Markenstrategien in historischer Perspektive. 11. Sitzung des Arbeitskreises Marketinggeschichte

Markenstrategien in historischer Perspektive. 11. Sitzung des Arbeitskreises Marketinggeschichte

Organisatoren
Gesellschaft für Unternehmensgeschichte (GUG) e.V., Frankfurt am Main
Ort
Düsseldorf
Land
Deutschland
Vom - Bis
26.04.2018 - 27.04.2018
Url der Konferenzwebsite
Von
Marcel Stierand, Gesellschaft für Unternehmensgeschichte (GUG) mbH, Frankfurt am Main

„Tempo“ statt Taschentuch, „Tesa“ statt Klebeband, „Fön“ statt Haartrockner – in manchen Fällen schaffen es einzelne Marken(namen), synonym für das eigentliche Produkt verwendet zu werden. Wenngleich diese Beispiele Ausnahmeerscheinungen sind zeigen sie, welche Wirkungen Markenimage und die dahinterliegende Markenstrategie im besten Fall entfalten können.
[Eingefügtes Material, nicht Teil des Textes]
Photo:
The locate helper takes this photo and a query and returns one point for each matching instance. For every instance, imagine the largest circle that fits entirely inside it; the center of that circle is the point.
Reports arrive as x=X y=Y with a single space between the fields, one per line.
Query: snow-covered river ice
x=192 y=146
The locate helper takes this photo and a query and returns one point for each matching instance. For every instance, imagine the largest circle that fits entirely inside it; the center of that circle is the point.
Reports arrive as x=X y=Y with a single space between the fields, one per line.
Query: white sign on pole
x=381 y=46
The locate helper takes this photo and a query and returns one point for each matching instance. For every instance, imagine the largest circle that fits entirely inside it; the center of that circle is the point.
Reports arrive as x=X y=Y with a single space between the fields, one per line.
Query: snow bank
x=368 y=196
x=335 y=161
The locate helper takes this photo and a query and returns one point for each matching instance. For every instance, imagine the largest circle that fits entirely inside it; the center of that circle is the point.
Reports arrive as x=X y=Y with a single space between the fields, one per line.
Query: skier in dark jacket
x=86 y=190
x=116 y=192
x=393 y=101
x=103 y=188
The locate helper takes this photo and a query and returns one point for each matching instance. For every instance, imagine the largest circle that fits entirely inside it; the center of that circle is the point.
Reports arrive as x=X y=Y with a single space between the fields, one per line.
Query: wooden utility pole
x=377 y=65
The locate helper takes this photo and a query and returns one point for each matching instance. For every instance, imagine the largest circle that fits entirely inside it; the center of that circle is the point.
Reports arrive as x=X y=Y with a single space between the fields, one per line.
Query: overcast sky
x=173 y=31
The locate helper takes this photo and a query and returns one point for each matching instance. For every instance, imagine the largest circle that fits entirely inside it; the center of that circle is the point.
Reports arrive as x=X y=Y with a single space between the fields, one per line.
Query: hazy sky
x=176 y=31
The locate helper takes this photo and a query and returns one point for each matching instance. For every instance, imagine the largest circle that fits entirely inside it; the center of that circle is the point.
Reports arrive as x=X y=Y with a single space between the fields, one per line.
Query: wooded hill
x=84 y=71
Nicht minder interessant lesen sich Markenbeispiele innerhalb einzelner Branchen, die sich – als einzelnes Produkt oder als Gesamtunternehmen – von der Konkurrenz abzuheben versuchen; etwa durch die Qualität, den Preis, einen höheren Wiedererkennungswert, ein besseres Image oder als Ausdruck eines Lebensgefühls. Das Erreichen dieser Ziele macht die langfristige Planung und Umsetzung zielorientierter Maßnahmen notwendig und unterstreicht damit die Relevanz von Markenstrategien im Rahmen des Marketings.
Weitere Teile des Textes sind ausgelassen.